As 11 sentenças que declararam a inconstitucionalidade da norma dizem respeito a casos concretos, tendo o Ministério Público recorrido para o TC que se irá pronunciar sobre cada processo e a decisão dos juízes do Palácio de Ratton valerá igualmente para cada situação individual, sem força geral.
Ao fim de três pronúncias do Tribunal Constitucional, “o Ministério Público deve suscitar a verificação da constitucionalidade do diploma de forma geral e obrigatória”, explica ao ECO o constitucionalista José Moreira da Silva. “No entanto”, alerta, “este processo não é automático e o Ministério Público pode demorar meses ou anos até pedir a verificação geral e abstrata”.
Se a maioria dos 13 juízes do Palácio de Ratton confirmar as decisões, “a norma terá de ser eliminada do ordenamento jurídico”, indicou ao ECO o constitucionalista Tiago Duarte.
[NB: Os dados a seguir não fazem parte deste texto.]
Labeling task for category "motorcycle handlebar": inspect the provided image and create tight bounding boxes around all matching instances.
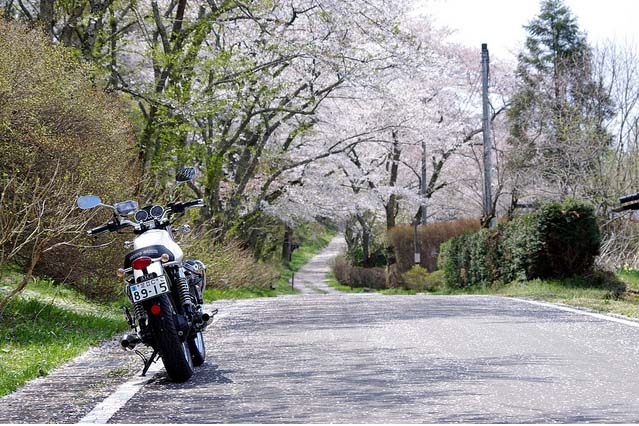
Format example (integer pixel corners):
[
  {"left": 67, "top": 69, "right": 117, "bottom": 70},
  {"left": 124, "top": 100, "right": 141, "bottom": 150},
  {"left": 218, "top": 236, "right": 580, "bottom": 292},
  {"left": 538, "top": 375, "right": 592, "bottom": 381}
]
[
  {"left": 171, "top": 198, "right": 204, "bottom": 213},
  {"left": 612, "top": 202, "right": 639, "bottom": 213},
  {"left": 87, "top": 220, "right": 120, "bottom": 235},
  {"left": 87, "top": 224, "right": 109, "bottom": 235},
  {"left": 619, "top": 192, "right": 639, "bottom": 206},
  {"left": 182, "top": 198, "right": 204, "bottom": 209}
]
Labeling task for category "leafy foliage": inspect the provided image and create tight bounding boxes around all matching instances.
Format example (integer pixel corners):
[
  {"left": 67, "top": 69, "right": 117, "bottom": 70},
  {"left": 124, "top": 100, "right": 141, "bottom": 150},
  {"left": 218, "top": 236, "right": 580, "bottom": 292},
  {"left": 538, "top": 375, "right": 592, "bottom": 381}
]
[
  {"left": 439, "top": 200, "right": 600, "bottom": 288},
  {"left": 386, "top": 219, "right": 480, "bottom": 273},
  {"left": 508, "top": 0, "right": 613, "bottom": 199},
  {"left": 0, "top": 22, "right": 137, "bottom": 315}
]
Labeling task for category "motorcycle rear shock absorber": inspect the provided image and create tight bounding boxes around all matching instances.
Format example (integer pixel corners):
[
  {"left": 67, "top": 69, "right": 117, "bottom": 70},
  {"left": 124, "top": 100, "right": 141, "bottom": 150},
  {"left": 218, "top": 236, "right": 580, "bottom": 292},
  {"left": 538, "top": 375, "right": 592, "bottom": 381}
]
[
  {"left": 176, "top": 271, "right": 193, "bottom": 310},
  {"left": 133, "top": 303, "right": 147, "bottom": 321}
]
Como consequência, todos os funcionários públicos que estavam na CGA, antes de 1 de janeiro de 2006, perderam, entretanto, a inscrição, por terem deixado de trabalhar para o Estado, e regressaram à Função Pública mais tarde vão poder reingressar, sem limitação alguma, na CGA. De sublinhar que o sistema de proteção social convergente é mais benéfico do que a Segurança Social, designadamente no pagamento da baixas médicas.
“O processo pode ser mais rápido” se se houver três decisões unânimes a confirmar as sentenças de primeira instância. Nesse caso, o plenário do TC deverá pronunciar sobre a inconstitucionalidade e o diploma cai, tem de sair do ordenamento jurídico, abrindo a porta à reinscrição de vários funcionários públicos na CGA em situação idêntica à analisada pelos tribunais.
Para além disso, sublinha, “sempre que a mesma norma tiver sido julgada inconstitucional ou ilegal em três casos concretos, pode o Tribunal Constitucional, por iniciativa de qualquer dos seus juízes, promover a organização de um processo […], seguindo-se os termos do processo de fiscalização abstrata sucessiva da constitucionalidade ou da ilegalidade previstos na presente lei”, citando o artigo 82.º da Lei n.º 28/82, de 15 de novembro que estabelece a organização, funcionamento e processo do Tribunal Constitucional.